Jacques Nolot, L’intégrale

Jacques Nolot et l’autobiographie

Jacques Nolot est né à Mar­ciac où son père (offi­ciel) était coif­feur. Le futur réa­li­sa­teur tra­vaille mal à l’école, la quitte et devient ven­deur à l’unique épi­ce­rie du vil­lage. Accusé d’avoir pio­ché dans la caisse, il part pour Lourdes non pour croire à un miracle mais pour conti­nuer à tra­vailler dans une autre épi­ce­rie avant de rejoindre un « Felix Potin » à Paris. Paral­lè­le­ment, il entre­prend des cours (« Cela m’a donné une «faus­seté» de culture » écrira le créa­teur), il com­prend qu’il n’est pas fait pour le théâtre de bou­le­vard. Une femme ren­con­tré chez Félix Potin l’en sort, lui fait son édu­ca­tion et l’entretient.
Il obtient son pre­mier vrai rôle, dans La Mai­son brû­lée (Strind­berg). « J’y étais très mau­vais » rap­pelle Nolot et il est sauvé par les évè­ne­ments de 68 qui donnent un coup d’arrêt aux repré­sen­ta­tions.
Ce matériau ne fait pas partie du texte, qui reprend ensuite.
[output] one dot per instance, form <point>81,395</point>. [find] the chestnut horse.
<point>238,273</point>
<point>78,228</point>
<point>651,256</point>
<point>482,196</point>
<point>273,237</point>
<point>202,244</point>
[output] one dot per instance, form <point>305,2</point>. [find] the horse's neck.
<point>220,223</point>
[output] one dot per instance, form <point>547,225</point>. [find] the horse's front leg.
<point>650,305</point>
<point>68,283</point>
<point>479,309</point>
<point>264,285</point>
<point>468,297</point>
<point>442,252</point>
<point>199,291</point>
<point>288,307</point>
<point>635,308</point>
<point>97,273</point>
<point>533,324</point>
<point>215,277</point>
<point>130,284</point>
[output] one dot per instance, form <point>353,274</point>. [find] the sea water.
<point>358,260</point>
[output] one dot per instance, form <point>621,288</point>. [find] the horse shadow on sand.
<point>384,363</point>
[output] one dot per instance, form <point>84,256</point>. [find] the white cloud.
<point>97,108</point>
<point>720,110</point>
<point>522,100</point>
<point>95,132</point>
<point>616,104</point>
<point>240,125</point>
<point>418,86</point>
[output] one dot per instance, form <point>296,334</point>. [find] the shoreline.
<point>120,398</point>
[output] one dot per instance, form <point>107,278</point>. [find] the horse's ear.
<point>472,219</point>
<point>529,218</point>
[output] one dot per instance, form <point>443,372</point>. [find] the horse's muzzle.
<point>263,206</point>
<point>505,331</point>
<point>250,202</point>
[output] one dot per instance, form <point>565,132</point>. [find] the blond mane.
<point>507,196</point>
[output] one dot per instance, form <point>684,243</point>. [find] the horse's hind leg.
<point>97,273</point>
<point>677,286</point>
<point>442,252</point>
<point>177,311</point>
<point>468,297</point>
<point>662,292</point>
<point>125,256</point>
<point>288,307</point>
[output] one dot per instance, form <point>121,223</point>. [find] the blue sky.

Lié à Barthes, il fait par­tie du groupe qui occupe l’Odéon. Quelques années plus tard, il reprend le rôle de « Mon­sieur Mar­tin » dans la  Can­ta­trice chauve d’Ionesco au théâtre de la Huchette. Il enchaîne de nom­breuses tour­nées théâ­trales avant de retour­ner à une vie déses­pé­rée et clow­nesque. Une dépres­sion le pousse à écrire  La Matiouette que Téchiné tourne en quelques jours.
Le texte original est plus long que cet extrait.